I have finally came to the realization, that I have never truly let go. I never did enough for me. And I definitely was still very selfish throughout all of this. Thinking a few things would fix my underlying issues. I have never been able to fully break free from a crippling addiction to pornography. And it has basically led me here.
It hit me last week, that I am still thinking only of me. Still thinking of ways to make my life right. I have chased, begged, pleaded, and made myself a fool for something that I don't even know if it's right. I have to break free and find myself again, in order to figure this out.
I snooped some this weekend, saw some stuff on FB, and instead of thinking before I talked, I just talked. I am constantly pursuing something, that doesn't want anything to do with me. I have to break the chains, and I can do that. I can move forward and live a healthy life. Right now neither the W or I are very healthy. In the dee recesses of my mind, I can't shake that I did love her, and I do want to be with her. That part is going to be the hardest to shake.

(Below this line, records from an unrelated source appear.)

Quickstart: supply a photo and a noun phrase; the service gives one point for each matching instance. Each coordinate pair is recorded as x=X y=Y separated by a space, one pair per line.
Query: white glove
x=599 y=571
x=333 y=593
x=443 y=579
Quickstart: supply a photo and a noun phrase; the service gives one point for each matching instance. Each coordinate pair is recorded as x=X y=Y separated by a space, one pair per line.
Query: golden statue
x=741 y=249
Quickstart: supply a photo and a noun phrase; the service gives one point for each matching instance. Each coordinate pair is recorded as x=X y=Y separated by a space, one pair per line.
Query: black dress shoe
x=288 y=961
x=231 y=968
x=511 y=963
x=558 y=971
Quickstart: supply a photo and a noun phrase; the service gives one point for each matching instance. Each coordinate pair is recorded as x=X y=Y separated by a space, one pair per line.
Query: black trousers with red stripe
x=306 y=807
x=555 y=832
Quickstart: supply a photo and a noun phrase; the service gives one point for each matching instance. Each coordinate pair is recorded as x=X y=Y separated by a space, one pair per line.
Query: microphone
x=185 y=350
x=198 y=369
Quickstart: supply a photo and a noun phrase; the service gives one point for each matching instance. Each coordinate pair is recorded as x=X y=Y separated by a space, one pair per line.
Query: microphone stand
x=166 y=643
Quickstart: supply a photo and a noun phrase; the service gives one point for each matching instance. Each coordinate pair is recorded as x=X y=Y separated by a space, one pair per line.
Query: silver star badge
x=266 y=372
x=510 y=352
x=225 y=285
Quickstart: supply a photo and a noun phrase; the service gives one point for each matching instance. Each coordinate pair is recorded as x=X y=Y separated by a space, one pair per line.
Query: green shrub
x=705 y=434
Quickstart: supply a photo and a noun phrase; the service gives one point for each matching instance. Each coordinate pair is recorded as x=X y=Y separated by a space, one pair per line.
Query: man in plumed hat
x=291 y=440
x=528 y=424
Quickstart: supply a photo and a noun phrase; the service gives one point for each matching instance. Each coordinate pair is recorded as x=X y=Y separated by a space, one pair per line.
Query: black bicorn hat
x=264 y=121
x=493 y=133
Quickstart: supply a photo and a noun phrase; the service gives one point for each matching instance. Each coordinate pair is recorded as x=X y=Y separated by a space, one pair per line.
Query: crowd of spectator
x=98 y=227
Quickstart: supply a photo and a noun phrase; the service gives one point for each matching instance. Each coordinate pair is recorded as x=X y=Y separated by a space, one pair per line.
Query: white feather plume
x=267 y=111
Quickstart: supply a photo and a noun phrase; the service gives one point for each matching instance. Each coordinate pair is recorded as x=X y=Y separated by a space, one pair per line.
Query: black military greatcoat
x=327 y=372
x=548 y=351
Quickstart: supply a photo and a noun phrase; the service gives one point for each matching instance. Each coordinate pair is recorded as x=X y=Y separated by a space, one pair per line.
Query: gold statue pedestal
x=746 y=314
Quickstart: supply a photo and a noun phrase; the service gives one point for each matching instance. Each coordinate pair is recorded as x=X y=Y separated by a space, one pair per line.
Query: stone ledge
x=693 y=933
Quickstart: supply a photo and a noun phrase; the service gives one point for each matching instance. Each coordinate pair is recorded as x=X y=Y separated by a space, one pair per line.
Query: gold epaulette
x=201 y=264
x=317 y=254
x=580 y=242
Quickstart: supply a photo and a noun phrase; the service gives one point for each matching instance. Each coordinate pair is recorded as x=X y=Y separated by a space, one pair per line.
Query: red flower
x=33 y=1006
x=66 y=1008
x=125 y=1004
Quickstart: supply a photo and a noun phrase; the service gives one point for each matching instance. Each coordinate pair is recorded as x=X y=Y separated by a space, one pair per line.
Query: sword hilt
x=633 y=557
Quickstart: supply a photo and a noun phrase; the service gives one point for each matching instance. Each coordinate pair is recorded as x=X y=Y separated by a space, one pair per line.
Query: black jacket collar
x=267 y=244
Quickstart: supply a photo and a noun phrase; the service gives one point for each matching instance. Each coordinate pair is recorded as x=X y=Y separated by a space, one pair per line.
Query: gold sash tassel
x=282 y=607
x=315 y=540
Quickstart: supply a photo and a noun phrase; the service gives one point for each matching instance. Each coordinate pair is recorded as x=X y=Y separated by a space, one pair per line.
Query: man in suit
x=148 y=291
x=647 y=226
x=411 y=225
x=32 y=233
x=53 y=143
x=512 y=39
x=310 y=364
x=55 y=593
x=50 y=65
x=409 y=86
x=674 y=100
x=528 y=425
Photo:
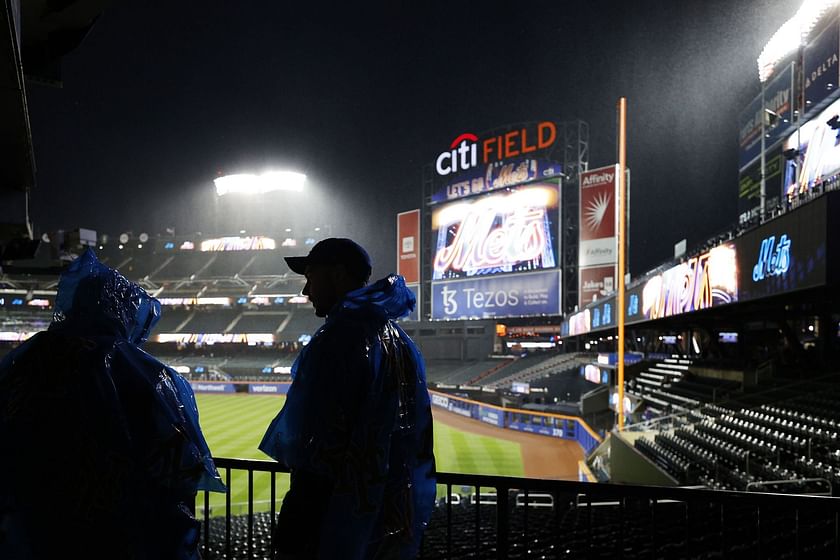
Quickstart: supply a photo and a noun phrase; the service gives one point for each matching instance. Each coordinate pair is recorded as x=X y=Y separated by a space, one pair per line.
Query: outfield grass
x=234 y=425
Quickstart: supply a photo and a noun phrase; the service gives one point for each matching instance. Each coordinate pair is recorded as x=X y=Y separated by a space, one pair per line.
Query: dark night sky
x=157 y=101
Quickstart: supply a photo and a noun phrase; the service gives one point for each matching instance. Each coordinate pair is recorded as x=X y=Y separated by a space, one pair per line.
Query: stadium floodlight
x=791 y=35
x=248 y=183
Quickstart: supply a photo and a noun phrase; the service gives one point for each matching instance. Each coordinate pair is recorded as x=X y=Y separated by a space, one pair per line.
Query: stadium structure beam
x=622 y=202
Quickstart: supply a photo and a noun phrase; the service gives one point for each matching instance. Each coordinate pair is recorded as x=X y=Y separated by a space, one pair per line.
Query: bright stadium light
x=791 y=35
x=248 y=183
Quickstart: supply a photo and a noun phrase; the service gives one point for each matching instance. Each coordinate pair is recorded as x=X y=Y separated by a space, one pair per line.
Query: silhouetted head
x=333 y=267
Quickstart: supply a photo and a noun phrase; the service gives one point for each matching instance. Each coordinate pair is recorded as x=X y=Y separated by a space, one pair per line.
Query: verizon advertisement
x=408 y=246
x=597 y=256
x=509 y=231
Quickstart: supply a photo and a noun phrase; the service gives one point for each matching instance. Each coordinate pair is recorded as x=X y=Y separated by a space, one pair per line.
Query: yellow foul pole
x=622 y=205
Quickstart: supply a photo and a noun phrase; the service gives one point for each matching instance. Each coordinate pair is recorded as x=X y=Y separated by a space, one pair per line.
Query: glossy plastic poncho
x=358 y=415
x=102 y=453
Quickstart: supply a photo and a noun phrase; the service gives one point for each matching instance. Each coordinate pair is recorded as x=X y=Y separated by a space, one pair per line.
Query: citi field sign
x=468 y=151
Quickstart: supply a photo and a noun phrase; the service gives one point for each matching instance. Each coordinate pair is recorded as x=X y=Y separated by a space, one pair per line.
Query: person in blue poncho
x=356 y=428
x=101 y=453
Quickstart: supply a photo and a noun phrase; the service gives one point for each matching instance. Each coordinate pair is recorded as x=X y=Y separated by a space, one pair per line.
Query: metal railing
x=583 y=520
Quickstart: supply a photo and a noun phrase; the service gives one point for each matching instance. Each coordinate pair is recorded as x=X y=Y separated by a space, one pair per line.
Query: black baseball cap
x=334 y=250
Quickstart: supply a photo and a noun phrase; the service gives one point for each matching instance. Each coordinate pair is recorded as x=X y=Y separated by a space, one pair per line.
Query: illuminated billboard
x=785 y=254
x=514 y=295
x=255 y=243
x=701 y=282
x=817 y=152
x=509 y=231
x=408 y=246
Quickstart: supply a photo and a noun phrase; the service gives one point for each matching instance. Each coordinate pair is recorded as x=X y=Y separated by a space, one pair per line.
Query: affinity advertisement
x=509 y=231
x=786 y=254
x=415 y=313
x=820 y=67
x=408 y=246
x=816 y=150
x=598 y=217
x=513 y=295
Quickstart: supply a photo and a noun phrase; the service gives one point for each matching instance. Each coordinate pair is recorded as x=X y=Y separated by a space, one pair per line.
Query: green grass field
x=234 y=425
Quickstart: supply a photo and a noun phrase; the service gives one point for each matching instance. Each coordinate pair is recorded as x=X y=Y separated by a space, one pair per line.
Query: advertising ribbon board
x=512 y=295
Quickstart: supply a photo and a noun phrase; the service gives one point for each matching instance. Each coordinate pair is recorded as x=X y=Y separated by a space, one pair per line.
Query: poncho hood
x=94 y=299
x=386 y=299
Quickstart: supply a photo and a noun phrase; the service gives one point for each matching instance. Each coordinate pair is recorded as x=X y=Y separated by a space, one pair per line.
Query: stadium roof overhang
x=34 y=35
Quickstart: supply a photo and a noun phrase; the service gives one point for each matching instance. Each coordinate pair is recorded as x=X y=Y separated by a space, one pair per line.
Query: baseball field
x=234 y=425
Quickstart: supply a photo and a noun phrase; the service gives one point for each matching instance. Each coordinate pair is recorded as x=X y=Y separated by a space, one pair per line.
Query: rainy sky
x=157 y=101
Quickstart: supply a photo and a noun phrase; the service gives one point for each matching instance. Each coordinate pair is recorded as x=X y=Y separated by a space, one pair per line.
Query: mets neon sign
x=495 y=233
x=773 y=258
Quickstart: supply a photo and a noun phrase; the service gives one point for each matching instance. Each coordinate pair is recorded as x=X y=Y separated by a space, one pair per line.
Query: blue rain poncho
x=356 y=431
x=102 y=453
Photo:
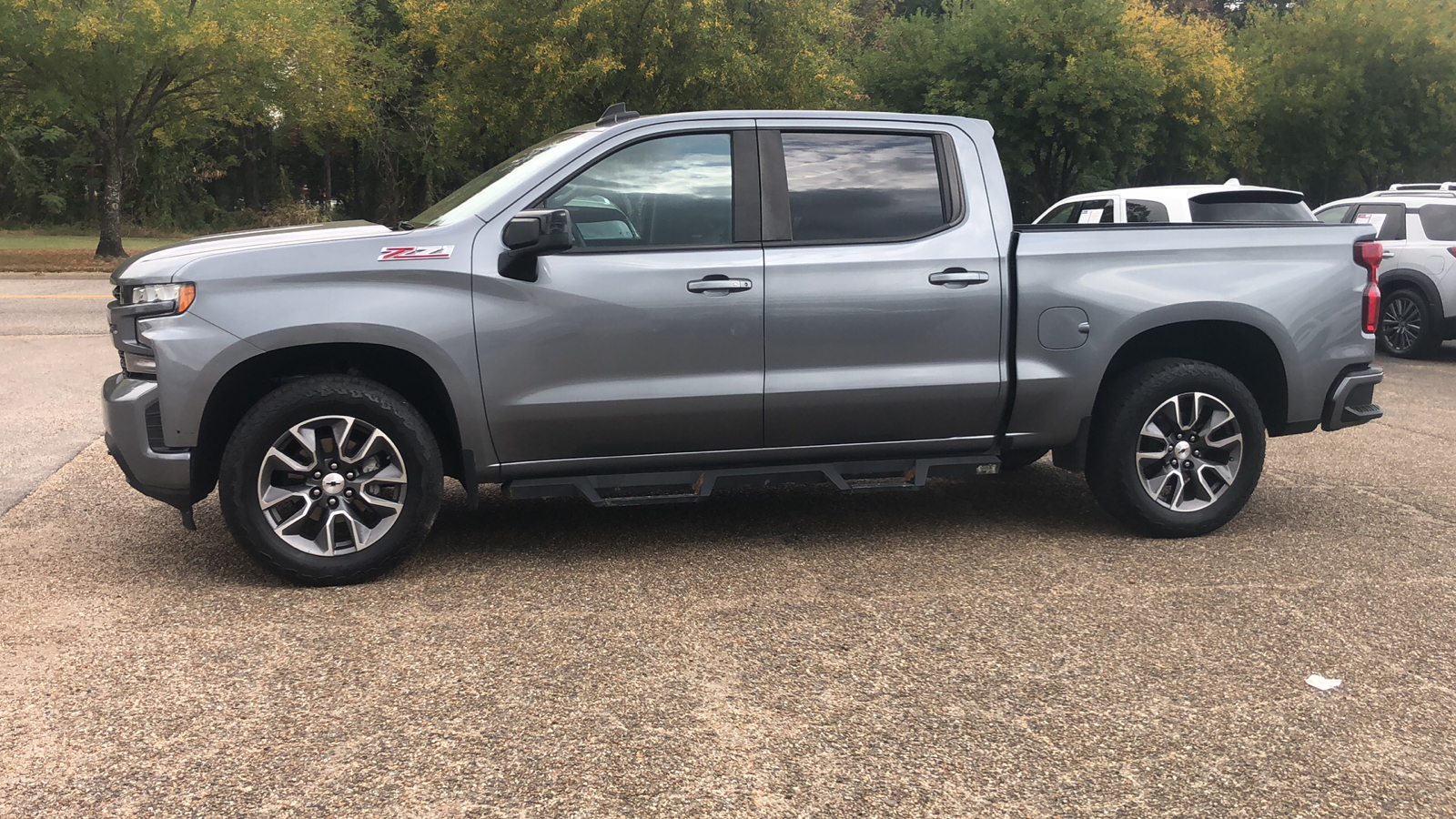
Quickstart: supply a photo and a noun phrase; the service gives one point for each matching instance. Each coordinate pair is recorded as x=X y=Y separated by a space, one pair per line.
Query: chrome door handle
x=720 y=286
x=957 y=278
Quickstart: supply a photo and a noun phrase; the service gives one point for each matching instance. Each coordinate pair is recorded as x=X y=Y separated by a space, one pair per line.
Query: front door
x=647 y=337
x=885 y=288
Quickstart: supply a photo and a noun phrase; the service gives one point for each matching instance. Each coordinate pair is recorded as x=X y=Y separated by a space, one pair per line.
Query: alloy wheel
x=332 y=486
x=1401 y=322
x=1190 y=450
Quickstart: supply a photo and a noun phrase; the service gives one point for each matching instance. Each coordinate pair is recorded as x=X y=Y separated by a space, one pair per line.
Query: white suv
x=1417 y=227
x=1230 y=201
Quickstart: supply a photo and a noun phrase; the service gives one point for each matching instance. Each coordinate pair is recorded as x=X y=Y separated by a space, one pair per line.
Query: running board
x=689 y=487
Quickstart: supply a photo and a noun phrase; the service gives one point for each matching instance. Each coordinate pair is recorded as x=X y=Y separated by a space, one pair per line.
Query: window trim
x=744 y=178
x=778 y=220
x=1426 y=232
x=1405 y=215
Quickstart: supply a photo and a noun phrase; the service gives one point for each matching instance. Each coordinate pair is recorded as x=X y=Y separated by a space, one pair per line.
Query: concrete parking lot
x=985 y=647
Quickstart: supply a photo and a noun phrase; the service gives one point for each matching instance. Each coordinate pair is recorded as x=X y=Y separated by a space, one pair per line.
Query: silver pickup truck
x=647 y=309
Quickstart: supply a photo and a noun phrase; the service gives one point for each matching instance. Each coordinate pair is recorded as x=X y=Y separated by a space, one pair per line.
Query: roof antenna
x=616 y=113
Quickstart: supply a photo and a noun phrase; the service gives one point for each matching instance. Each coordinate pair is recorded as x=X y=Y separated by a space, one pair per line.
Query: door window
x=1387 y=219
x=863 y=187
x=666 y=193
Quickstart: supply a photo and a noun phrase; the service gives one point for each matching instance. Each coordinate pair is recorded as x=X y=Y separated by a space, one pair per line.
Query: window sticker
x=1372 y=219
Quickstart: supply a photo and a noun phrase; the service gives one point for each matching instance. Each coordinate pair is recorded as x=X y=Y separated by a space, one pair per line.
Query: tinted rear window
x=1145 y=210
x=1249 y=212
x=1439 y=222
x=863 y=187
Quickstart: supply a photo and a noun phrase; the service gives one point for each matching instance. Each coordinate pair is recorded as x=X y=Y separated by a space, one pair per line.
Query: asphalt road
x=990 y=647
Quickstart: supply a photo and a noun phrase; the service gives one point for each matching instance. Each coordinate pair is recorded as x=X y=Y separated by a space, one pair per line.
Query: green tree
x=509 y=73
x=1353 y=95
x=126 y=70
x=1079 y=91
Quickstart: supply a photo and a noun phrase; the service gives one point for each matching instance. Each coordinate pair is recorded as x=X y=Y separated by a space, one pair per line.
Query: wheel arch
x=1242 y=349
x=247 y=382
x=1416 y=280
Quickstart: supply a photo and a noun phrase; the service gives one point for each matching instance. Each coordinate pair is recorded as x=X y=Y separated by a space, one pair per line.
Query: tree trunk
x=328 y=171
x=109 y=245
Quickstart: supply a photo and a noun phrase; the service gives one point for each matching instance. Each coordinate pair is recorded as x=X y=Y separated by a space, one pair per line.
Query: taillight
x=1369 y=257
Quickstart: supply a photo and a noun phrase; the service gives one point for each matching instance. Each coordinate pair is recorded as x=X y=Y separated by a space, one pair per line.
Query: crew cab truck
x=648 y=309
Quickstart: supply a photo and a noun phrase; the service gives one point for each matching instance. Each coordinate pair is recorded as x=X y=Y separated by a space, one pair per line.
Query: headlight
x=157 y=293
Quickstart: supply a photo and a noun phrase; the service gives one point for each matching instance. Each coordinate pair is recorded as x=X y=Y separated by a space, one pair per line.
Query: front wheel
x=331 y=480
x=1407 y=329
x=1177 y=448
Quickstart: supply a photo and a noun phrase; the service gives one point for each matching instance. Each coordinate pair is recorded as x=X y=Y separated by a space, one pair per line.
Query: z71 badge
x=411 y=254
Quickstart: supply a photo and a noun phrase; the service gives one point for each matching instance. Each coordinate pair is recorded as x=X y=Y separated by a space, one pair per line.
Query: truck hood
x=160 y=263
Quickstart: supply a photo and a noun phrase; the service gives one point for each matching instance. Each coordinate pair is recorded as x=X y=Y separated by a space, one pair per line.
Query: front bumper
x=1351 y=399
x=152 y=468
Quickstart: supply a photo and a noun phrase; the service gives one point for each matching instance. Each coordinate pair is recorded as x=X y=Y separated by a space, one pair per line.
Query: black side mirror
x=529 y=235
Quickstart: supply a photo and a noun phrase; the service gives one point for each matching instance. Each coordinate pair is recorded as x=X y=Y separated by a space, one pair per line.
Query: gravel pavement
x=983 y=647
x=55 y=353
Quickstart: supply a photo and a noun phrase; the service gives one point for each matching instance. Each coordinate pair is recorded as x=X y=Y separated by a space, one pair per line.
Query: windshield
x=470 y=198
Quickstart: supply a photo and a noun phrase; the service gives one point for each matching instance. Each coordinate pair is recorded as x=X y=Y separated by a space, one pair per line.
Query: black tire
x=298 y=402
x=1021 y=458
x=1407 y=325
x=1118 y=452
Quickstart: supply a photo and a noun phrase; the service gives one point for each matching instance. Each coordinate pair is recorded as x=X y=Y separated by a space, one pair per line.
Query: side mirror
x=529 y=235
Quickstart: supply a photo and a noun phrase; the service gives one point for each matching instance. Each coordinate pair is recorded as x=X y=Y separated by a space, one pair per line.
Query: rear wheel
x=1407 y=327
x=331 y=480
x=1177 y=448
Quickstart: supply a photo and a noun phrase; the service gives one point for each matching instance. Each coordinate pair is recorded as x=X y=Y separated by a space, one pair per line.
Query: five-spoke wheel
x=331 y=480
x=332 y=484
x=1405 y=325
x=1190 y=452
x=1177 y=448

However, if I don't shake that, even our relationship for the kids suffers. And that can't happen. I have to be bigger than this, and show my kids it's okay to split, it doesn't mean the end of the world. It doesn't mean we have to fight and argue all the time. It just means we enter a new chapter.
I am going to try to post on here some in hopes of not bugging her. Keep my thoughts and actions to myself, and be more self aware of what I'm doing. But I want this for me now, to heck with her, I want to be a good dad, and a good man again. That's something I have lost over the years. And I want it back!!!